"The operating systems that browsers run on were designed in an era where there was no web. So today, we're announcing a new project that's a natural extension of Google Chrome—the Google Chrome Operating System. It's our attempt to re-think what operating systems should be."
With those words, Google late last night launched a direct assault on rival Microsoft, announcing the development of its own personal-computer operating system, connected to its Chrome Web browser, which was launched late last year.
The open-source Chrome OS will first run on netbooks, "laptop-lite" portables that have been selling like hotcakes in recent months. The first netbooks running Chrome OS will be available in the second half of 2010, according to the Google statement signed by Google VP of Product Management Sundar Pichai and Engineering Director Linus Upson.
They promised "speed, simplicity and security" for the OS:
We're designing the OS to be fast and lightweight, to start up and get you onto the web in a few seconds. The user interface is minimal to stay out of your way, and most of the user experience takes place on the web. And ... we are going back to the basics and completely redesigning the underlying security architecture of the OS so that users don't have to deal with viruses, malware and security updates. It should just work.
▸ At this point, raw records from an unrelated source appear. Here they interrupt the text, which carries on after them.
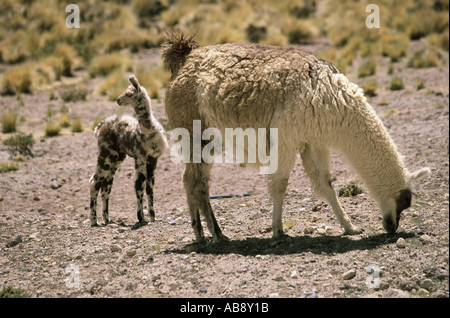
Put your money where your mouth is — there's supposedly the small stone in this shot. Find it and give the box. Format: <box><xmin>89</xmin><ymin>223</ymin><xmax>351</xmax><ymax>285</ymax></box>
<box><xmin>420</xmin><ymin>278</ymin><xmax>433</xmax><ymax>291</ymax></box>
<box><xmin>118</xmin><ymin>227</ymin><xmax>130</xmax><ymax>233</ymax></box>
<box><xmin>126</xmin><ymin>248</ymin><xmax>137</xmax><ymax>257</ymax></box>
<box><xmin>395</xmin><ymin>237</ymin><xmax>406</xmax><ymax>248</ymax></box>
<box><xmin>50</xmin><ymin>180</ymin><xmax>60</xmax><ymax>190</ymax></box>
<box><xmin>383</xmin><ymin>288</ymin><xmax>409</xmax><ymax>298</ymax></box>
<box><xmin>419</xmin><ymin>234</ymin><xmax>433</xmax><ymax>243</ymax></box>
<box><xmin>6</xmin><ymin>235</ymin><xmax>23</xmax><ymax>248</ymax></box>
<box><xmin>342</xmin><ymin>269</ymin><xmax>356</xmax><ymax>280</ymax></box>
<box><xmin>110</xmin><ymin>244</ymin><xmax>122</xmax><ymax>253</ymax></box>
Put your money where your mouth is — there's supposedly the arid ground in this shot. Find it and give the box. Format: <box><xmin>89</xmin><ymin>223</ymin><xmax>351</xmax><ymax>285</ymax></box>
<box><xmin>0</xmin><ymin>41</ymin><xmax>449</xmax><ymax>298</ymax></box>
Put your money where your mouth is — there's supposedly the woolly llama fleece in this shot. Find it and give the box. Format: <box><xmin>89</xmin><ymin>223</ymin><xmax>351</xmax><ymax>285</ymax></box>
<box><xmin>162</xmin><ymin>33</ymin><xmax>430</xmax><ymax>242</ymax></box>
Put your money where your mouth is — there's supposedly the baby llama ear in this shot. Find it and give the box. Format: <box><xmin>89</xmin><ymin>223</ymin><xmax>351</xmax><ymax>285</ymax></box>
<box><xmin>408</xmin><ymin>168</ymin><xmax>431</xmax><ymax>188</ymax></box>
<box><xmin>128</xmin><ymin>75</ymin><xmax>141</xmax><ymax>90</ymax></box>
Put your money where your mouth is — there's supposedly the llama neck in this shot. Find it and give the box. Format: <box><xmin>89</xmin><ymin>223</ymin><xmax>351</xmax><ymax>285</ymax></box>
<box><xmin>342</xmin><ymin>104</ymin><xmax>407</xmax><ymax>201</ymax></box>
<box><xmin>134</xmin><ymin>96</ymin><xmax>154</xmax><ymax>134</ymax></box>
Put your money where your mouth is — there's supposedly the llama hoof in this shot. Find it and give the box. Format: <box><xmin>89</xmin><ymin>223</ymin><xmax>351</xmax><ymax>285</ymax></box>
<box><xmin>272</xmin><ymin>230</ymin><xmax>287</xmax><ymax>241</ymax></box>
<box><xmin>194</xmin><ymin>236</ymin><xmax>208</xmax><ymax>244</ymax></box>
<box><xmin>344</xmin><ymin>228</ymin><xmax>364</xmax><ymax>235</ymax></box>
<box><xmin>131</xmin><ymin>221</ymin><xmax>148</xmax><ymax>230</ymax></box>
<box><xmin>213</xmin><ymin>234</ymin><xmax>230</xmax><ymax>244</ymax></box>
"The move is likely to sharpen the already intense competition between Google and Microsoft, whose Windows operating system controls the basic functions of the vast majority of personal computers," writes the New York Times.
Google's OS vision is in line with its Web-based view of computing, with applications available via the Internet and being used online rather than residing within PCs—a worldview that challenges the Microsoft computing ecosystem, the Times points out.
Google apparently made the announcement a day before originally scheduled, after Ars Technica and the New York Times reported the news late Tuesday.